There's no possible way to run iOS 7 on an iPad 1 because Apple never released a pubic build of it and is not signing SHSH blobs for it.

See that's what I mean, why not release that instead of making things obsolete before they need to be? I love my apple products and they function for a very long time why not support them? It saddens me because apple used to be much better with that.
 
See that's what I mean, why not release that instead of making things obsolete before they need to be? I love my apple products and they function for a very long time why not support them? It saddens me because apple used to be much better with that.

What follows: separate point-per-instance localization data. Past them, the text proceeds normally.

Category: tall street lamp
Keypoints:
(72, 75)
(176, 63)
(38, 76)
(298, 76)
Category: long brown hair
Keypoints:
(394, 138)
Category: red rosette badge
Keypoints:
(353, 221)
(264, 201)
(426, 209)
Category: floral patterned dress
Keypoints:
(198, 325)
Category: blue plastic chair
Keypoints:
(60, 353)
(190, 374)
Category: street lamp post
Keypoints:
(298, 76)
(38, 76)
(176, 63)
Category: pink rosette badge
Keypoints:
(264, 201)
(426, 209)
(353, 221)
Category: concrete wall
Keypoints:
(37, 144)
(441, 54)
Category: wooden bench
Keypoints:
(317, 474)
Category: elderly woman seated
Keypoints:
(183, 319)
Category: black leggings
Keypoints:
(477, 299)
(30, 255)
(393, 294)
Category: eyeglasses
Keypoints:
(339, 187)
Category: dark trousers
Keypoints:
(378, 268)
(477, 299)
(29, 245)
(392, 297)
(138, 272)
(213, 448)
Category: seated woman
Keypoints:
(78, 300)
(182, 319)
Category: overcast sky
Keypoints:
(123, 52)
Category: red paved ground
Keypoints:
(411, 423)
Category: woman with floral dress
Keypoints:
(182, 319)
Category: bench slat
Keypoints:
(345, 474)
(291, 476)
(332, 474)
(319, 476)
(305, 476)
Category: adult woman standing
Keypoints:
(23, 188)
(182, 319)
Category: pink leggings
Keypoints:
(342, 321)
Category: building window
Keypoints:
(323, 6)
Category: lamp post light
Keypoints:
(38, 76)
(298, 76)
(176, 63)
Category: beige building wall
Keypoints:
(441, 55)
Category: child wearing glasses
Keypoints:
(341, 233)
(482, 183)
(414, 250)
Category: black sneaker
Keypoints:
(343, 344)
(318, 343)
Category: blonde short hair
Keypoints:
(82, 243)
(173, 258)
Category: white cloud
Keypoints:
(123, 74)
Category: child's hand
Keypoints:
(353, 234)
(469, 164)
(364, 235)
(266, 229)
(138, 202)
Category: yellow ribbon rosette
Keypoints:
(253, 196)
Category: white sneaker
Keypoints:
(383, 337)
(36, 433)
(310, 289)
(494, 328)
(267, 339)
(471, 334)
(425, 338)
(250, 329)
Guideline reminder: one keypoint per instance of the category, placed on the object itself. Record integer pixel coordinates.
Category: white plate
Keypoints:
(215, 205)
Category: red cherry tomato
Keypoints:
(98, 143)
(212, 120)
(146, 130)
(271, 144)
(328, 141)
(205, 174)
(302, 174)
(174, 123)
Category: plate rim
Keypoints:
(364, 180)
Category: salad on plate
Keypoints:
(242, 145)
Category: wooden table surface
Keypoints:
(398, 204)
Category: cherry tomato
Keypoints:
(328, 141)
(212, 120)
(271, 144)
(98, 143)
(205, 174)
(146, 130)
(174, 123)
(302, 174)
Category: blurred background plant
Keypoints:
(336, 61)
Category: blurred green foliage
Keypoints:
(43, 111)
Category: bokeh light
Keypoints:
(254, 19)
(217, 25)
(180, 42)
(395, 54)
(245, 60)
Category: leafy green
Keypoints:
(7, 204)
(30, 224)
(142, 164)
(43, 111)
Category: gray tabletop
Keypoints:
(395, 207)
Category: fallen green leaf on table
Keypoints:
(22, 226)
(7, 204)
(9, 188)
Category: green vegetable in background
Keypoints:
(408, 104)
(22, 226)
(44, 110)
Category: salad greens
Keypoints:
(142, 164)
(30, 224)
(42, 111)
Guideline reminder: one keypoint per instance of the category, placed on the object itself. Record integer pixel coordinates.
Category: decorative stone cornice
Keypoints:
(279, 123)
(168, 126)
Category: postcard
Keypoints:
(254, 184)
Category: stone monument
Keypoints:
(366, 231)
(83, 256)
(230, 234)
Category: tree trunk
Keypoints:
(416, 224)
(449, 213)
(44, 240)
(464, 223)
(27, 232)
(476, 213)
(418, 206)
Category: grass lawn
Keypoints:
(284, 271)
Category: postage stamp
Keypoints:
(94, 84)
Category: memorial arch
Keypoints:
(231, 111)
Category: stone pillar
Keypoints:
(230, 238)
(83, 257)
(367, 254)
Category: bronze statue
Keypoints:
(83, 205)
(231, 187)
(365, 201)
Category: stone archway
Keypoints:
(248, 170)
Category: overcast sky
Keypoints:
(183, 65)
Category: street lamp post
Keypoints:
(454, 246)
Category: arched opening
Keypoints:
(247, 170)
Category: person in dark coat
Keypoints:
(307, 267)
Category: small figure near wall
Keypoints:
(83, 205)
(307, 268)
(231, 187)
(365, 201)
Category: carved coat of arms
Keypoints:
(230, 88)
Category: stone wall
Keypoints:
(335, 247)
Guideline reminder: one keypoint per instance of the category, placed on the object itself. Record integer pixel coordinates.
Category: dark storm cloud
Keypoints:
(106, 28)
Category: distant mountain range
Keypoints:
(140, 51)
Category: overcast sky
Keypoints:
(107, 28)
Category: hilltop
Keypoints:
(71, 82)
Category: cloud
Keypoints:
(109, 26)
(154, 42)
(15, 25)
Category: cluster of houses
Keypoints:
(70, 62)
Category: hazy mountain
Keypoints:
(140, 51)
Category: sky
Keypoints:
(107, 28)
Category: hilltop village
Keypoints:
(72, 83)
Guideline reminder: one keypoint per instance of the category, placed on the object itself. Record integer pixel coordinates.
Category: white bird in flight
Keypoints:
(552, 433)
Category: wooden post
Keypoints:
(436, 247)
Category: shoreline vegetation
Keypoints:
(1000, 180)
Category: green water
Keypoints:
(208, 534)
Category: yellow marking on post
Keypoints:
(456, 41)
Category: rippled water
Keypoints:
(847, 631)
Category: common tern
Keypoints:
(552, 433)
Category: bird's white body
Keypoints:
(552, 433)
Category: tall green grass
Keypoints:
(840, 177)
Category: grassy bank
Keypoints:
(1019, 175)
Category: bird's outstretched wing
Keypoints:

Trust me. You do not want iOS7 on an iPad 1. iOS 5 on it is bad enough with its 256mb of RAM. Sometimes there are technical limitations. That'd be like trying to run mavericks or mountain lion on an iBook G4 with 256mb of ram. It would be horrid.
 
Do you know how horrid iOS 7 would run on the iPad 1? Sure it would run, but it would be like running Windows 7 on a Pentium 3 with 256MB of RAM and a 10GB hard drive on a ATA/33 bus. Completely awful. And before you say it, no the iPad 1 is not that similar to the iPhone 4. The iPad 1's GPU has to work much harder to drive more pixels, something that iOS 7 heavily taxes already on the iPhone 4. It's ram is half that of the iPhone 4's with the iPad 1 already being the most ram deficient of all A4 devices, due to its large screen. The only better thing is its CPU, but that isn't enough to make up for its overall extremely poor performance. Even when compared to the iPod Touch 4 and iPhone 4 all running iOS 5.1.1, the iPad 1 was the overall worst performer with the 3Gs beating it out in everything but raw CPU related tests.